La Banque centrale européenne déclenche un Plan d’action
La BCE a fait une annonce surprise le 8 juillet, beaucoup plus politique que technique. Elle a décidé de siffler la fin de la musique qui continue à faire danser les marchés boursiers malgré la crise économique globale. En annonçant un “plan d’action pour inclure le changement climatique dans sa politique monétaire“, elle a envoyé un message fort aux entreprises qui financent leur endettement massif sur des marchés qu’elle abreuve. Désormais, le changement climatique est une donnée qui sera intégrée dans l’évaluation de leur solidité financière et de leur capacité à rembourser leurs dettes.
C’est un changement de paradigme. La Banque centrale assure bientôt qu’elle ne va bientôt acheter que des obligations d’entreprises qui “se conforment à la législation européenne visant à faire respecter l’Accord de Paris et qui le font à travers des indicateurs climatiques pertinents et des engagements adaptés“. Auquel cas, les autres ne trouveront plus d’argent. Celles qui ne font rien (et elles sont nombreuses) pour aligner leurs stratégies pour limiter le réchauffement climatique en deçà de 2 degrés pourraient, dès 2023, être considérées comme surendettées et menacées, à court terme, de liquidation !
Stratégie climat
Cette brusque accélération de la Banque centrale devrait provoquer un électrochoc. À l’exception des producteurs d’énergie, rares sont les secteurs qui ont entamé leur transition vers des modèles bas carbone. Toutes aussi rares sont les entreprises qui font le lien entre leur endettement et leur stratégie climat. Or, en 2020, l’endettement des entreprises françaises était presque à 200 % du PIB, phénomène rendu possible uniquement par les politiques monétaires des banques centrales. Si la Banque centrale européenne modifie ses paramètres en faisant de l’impact du changement climatique un élément clef, le nombre d’entreprises notées très à risque sur le plan financier va exploser.
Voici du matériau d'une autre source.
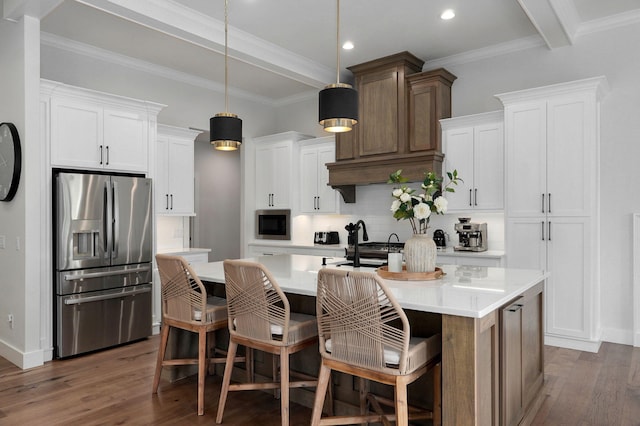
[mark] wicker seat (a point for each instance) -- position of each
(260, 318)
(185, 305)
(364, 332)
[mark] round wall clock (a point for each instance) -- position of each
(10, 161)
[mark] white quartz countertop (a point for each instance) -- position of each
(468, 291)
(447, 251)
(184, 251)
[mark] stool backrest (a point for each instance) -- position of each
(255, 303)
(361, 318)
(184, 297)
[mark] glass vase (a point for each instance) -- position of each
(420, 253)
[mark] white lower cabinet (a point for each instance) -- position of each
(552, 185)
(175, 171)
Le cas du secteur de l’aviation
Très fortement mises sous pression sur le plan climatique, les compagnies aériennes, comme Air France, doivent massivement investir pour verdir leurs activités, mais leur taux d’endettement global rend l’opération difficile. Même punition pour le secteur du tourisme dont les capacités de remboursement sont hypothéquées par une reprise toujours repoussée alors que le secteur avait, dès 2019, affronté une faillite systémique, celle du geant Thomas Cook.
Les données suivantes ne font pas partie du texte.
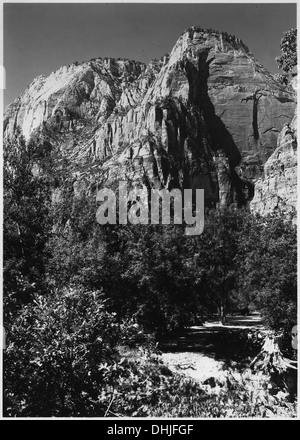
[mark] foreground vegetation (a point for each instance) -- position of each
(76, 293)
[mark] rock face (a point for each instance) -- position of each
(276, 191)
(206, 116)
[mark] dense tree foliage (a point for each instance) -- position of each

L’appel de la Banque centrale servira-t-il enfin de déclencheur d’un mouvement global de transformation de l’industrie européenne ? Rien n’est moins sûr tant que les lobbys industriels jouent de leurs forces d’inertie. Sans compter le poids des États, à commencer par l’Allemagne. Le géant économique commence à peine à esquisser sa transition dans le secteur automobile et son secteur chimique continue comme si de rien n’était !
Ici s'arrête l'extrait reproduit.